Yes. I couldn't think of any better terms. I guess I mean the "ascent
part" of the em height, and the "descent part" of the em height.

Actually, I'm now not sure that on X this would be XFontStruct.ascent +
descent, since the XLFD spec says that they indicate the recommended
spacing between lines. The TrueType spec [1] has separate fields for
typographical ascent, descent and leading. Perhaps on X I'm supposed to
use one or more of the height fields in the long font name itself to
specify the em height, and then assume that they've already added the
half-leading to ascent and descent. I.e. I would have to subtract their
half-leading values, and then add CSS's line-height-based half-leading
values. I'll do some more investigation using stock X fonts next week.

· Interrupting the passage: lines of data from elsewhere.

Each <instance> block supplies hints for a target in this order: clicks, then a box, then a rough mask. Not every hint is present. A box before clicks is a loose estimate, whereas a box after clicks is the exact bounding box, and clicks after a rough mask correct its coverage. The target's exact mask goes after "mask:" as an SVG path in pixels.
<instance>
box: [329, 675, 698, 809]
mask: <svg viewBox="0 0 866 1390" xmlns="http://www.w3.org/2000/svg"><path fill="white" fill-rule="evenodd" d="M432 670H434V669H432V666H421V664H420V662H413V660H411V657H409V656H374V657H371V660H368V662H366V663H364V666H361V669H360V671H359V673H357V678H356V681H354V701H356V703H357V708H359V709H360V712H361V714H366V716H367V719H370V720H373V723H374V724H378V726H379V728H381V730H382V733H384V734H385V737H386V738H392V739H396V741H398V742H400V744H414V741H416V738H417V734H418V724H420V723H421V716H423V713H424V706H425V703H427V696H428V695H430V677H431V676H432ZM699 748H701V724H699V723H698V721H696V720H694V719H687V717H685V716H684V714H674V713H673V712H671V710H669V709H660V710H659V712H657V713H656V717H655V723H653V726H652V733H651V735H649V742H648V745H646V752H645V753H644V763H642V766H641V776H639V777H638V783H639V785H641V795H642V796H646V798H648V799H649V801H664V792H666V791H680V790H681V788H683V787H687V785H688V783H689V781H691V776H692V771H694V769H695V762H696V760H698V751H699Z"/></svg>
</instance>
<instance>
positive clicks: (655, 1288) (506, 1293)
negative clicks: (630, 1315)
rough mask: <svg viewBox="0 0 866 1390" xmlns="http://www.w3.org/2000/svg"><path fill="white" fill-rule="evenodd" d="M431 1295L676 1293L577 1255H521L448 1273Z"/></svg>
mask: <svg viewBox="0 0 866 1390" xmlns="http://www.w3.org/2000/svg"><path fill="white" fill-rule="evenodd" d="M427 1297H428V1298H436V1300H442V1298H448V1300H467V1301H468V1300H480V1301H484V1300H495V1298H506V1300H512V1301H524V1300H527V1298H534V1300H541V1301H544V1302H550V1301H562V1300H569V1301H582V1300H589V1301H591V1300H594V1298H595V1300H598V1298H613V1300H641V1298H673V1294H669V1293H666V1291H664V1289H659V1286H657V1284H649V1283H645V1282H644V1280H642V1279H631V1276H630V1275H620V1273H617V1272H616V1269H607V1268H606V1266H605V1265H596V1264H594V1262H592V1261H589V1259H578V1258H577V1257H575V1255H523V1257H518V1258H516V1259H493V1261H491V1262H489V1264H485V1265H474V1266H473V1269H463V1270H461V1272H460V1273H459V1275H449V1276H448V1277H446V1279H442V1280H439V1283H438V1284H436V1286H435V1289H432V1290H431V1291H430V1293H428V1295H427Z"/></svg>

I will also look into the Windows metrics more closely to see if it's
true that Windows does not indicate where the "internal leading" lies.
I.e. at the top, bottom or partly both. If the Windows APIs don't give
us this info, I'm pretty sure that we can use GetFontData() to parse the
info out of the TrueType file itself. (I've already used that API to
parse cmap subtables, so it's not entirely foreign to me.)

> And I
> assume by "vertical alignment" you mean the distance from the top of
> the inline box to the baseline of the text.)

Yes, that's what I mean. I should have made myself more clear.